Congenital Dyserythropoietic Anemia Panel

Congenital dyserythropoietic anemia (CDA) is a disorder that results in defective erythropoiesis leading to anemia. There are four subgroups of CDAs: type I, type II, type III, and type IV. Type I accounts for ~12% of cases with onset in childhood. Symptoms include moderate to severe anemia, jaundice, hepatosplenomegaly, and in ~10% of cases, distal limb anomalies. Type II is the most common accounting for ~75% of CDA cases and over 300 cases worldwide. Onset occurs in adolescence or early adulthood with symptoms including mild to severe anemia, jaundice, hepatosplenomegaly, and gall stones. Type III patients present with mild anemia and jaundice, but splenomegaly is usually absent. Type IV CDA is a subgroup of disorders related to transcription factor mutations including two X-linked dominant forms due to pathogenic variants in GATA1 or ALAS2 (Iolascon et al. 2020. PubMed ID: 32702750; Iolascon et al. 2013. PubMed ID: 23940284).

Patients with CDA can be both transfusion dependent or independent. Chronic hemolytic anemia can result in iron overload leading to liver damage, heart failure, diabetes, and hypergonadotropic hypogonadism. Genetics is helpful in differential diagnosis of CDA types from other forms of hemolytic anemia and from acquired versus inherited forms of dyserythropoiesis. Genetic diagnosis is achieved in ~80% of cases of CDA (Iolascon et al. 2020. PubMed ID: 32702750).

Majeed syndrome is a multisystemic inflammatory condition with patients also presenting with CDA (Ferguson and El-Shanti. 2021. PubMed ID: 33670882). Additional clinical information can be found on the LPIN2 test page. 

CDA is inherited in an autosomal recessive manner through pathogenic variants in the CDAN1 (type I), CDIN1 (type I), and SEC23B (type II) genes. Missense pathogenic variants are predominant, and no patients homozygous for null pathogenic variants in either the CDAN1 or SEC23B genes have been documented. Consistent with this notion, Cdan1 knockout mice die in utero prior to erythropoiesis onset (Renella et al. 2011. PubMed ID: 21364188; Tao et al. 2012. PubMed ID: 22745161). Type III CDA is inherited in an autosomal dominant manner through pathogenic variation in the KIF23 gene with only one variant, c.2747C>G (p.Pro916Arg) being reported in a Swedish and an American family (Liljeholm et al. 2013. PubMed ID: 23570799). Type IV is due to KLF1 and GATA1 pathogenic variants associated with autosomal dominant and X-linked recessive forms of CDA type IV, respectively (Iolascon et al. 2020. PubMed ID: 32702750). Copy number variants are rare, with only one gross deletion being reported in the SEC23B and CDAN1 genes (Schwarz et al. 2009. PubMed ID: 19561605; Heimpel et al. 2006. PubMed ID: 16141353). De novo pathogenic variants are rarely reported in CDA cases (Iolascon et al. 2020. PubMed ID: 32702750). 

CDA has also been seen as a feature in some complex disorders including Majeed syndrome, developmental and epileptic encephalopathy, and macrocytic dyserythropoietic anemia. Majeed syndrome and developmental epileptic encephalopathy are inherited in an autosomal recessive manner due to pathogenic variants in the LPIN2 and CAD genes, respectively (Ferguson and El-Shanti. 2021. PubMed ID: 33670882; Russo et al. 2020. PubMed ID: 32720728). 

See individual gene summaries for more information about molecular biology of gene products and spectra of pathogenic variants.

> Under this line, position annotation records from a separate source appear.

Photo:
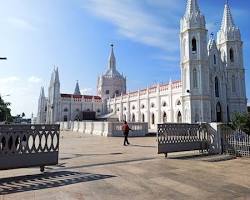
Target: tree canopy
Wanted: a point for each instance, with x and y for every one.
(241, 121)
(5, 112)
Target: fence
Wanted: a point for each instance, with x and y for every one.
(173, 137)
(112, 129)
(28, 146)
(235, 142)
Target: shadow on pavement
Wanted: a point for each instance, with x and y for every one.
(137, 145)
(46, 180)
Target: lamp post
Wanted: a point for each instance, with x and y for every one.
(200, 115)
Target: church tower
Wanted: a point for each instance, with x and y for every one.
(231, 47)
(53, 105)
(112, 83)
(42, 108)
(77, 89)
(194, 65)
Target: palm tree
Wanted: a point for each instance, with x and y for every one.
(241, 122)
(5, 114)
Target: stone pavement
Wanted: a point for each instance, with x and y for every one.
(101, 168)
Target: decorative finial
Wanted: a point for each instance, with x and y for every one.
(212, 35)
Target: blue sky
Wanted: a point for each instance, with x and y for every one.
(75, 36)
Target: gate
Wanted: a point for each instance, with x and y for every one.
(28, 146)
(235, 142)
(176, 137)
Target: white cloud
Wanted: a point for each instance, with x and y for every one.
(86, 91)
(168, 58)
(9, 79)
(21, 24)
(133, 22)
(34, 79)
(23, 95)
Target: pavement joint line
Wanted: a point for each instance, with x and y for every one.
(107, 163)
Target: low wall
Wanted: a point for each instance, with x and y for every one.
(112, 129)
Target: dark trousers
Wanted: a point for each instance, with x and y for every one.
(125, 138)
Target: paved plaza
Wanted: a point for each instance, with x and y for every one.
(101, 168)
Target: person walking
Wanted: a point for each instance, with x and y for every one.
(125, 129)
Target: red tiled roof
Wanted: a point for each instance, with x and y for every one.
(80, 96)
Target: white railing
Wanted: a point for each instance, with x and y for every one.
(112, 129)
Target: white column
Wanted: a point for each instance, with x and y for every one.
(158, 104)
(138, 107)
(148, 108)
(171, 102)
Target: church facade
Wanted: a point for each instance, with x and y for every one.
(211, 89)
(212, 85)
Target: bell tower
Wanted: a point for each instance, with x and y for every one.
(231, 48)
(194, 65)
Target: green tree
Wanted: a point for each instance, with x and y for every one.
(23, 115)
(5, 112)
(241, 121)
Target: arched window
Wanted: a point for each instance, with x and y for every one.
(231, 55)
(194, 45)
(195, 81)
(184, 48)
(215, 59)
(216, 85)
(218, 112)
(133, 117)
(164, 117)
(233, 84)
(196, 117)
(178, 102)
(179, 117)
(143, 118)
(153, 118)
(77, 118)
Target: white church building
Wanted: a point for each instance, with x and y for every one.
(211, 89)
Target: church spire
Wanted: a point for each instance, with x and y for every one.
(56, 75)
(192, 8)
(77, 89)
(227, 20)
(112, 61)
(42, 92)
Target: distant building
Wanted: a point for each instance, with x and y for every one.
(69, 107)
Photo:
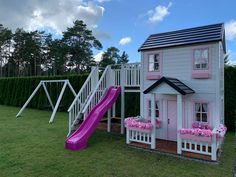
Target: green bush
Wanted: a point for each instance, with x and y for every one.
(15, 91)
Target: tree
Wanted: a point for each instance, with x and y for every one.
(80, 41)
(27, 55)
(5, 44)
(109, 57)
(123, 58)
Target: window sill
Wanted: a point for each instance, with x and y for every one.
(201, 74)
(153, 76)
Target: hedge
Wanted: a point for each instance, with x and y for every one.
(15, 91)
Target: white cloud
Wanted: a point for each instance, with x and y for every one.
(230, 30)
(158, 14)
(125, 41)
(102, 1)
(232, 62)
(54, 14)
(98, 56)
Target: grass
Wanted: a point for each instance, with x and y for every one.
(31, 147)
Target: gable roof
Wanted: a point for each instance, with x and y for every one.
(203, 34)
(174, 83)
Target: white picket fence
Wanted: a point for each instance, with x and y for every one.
(205, 148)
(137, 136)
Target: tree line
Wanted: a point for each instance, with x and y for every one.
(33, 53)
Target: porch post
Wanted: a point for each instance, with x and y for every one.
(179, 122)
(153, 121)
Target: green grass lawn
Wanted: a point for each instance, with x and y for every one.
(31, 147)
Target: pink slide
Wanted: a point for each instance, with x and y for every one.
(78, 140)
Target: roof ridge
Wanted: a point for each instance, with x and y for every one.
(181, 30)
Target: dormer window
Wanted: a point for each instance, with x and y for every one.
(154, 66)
(154, 62)
(201, 59)
(201, 63)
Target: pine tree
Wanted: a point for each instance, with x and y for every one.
(123, 58)
(80, 41)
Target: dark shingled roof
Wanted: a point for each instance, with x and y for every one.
(174, 83)
(203, 34)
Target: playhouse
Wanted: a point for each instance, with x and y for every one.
(181, 83)
(180, 79)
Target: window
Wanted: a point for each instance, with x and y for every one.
(156, 106)
(201, 112)
(201, 59)
(154, 62)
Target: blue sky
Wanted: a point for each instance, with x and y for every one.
(124, 24)
(129, 19)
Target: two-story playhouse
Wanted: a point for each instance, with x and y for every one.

A genetic diagnosis is identified in ~80% of CDAs, with type II disease being most common. Pathogenic variants in SEC23B, CDAN1, CDIN1, GATA1, CAD and KLF1 account for 77.9%, 12.1%, 4%, 3.4%, 1.4%, and 1.4% of cases, respectively (Iolascon et al. 2020. PubMed ID: 32702750). Analytical sensitivity for the CDIN1, GATA1 and KLF1 genes should be high because all pathogenic variants reported to date are detectable by this method. 

This test is performed using Next-Gen sequencing with additional Sanger sequencing as necessary.

This panel provides 100% coverage of all coding exons of the genes plus 10 bases of flanking noncoding DNA in all available transcripts along with other non-coding regions in which pathogenic variants have been identified at PreventionGenetics or reported elsewhere. We define coverage as ≥20X NGS reads or Sanger sequencing. PGnome panels typically provide slightly increased coverage over the PGxome equivalent. PGnome sequencing panels have the added benefit of additional analysis and reporting of deep intronic regions (where applicable).

Dependent on the sequencing backbone selected for this testing, discounted reflex testing to any other similar backbone-based test is available (i.e., PGxome panel to whole PGxome; PGnome panel to whole PGnome).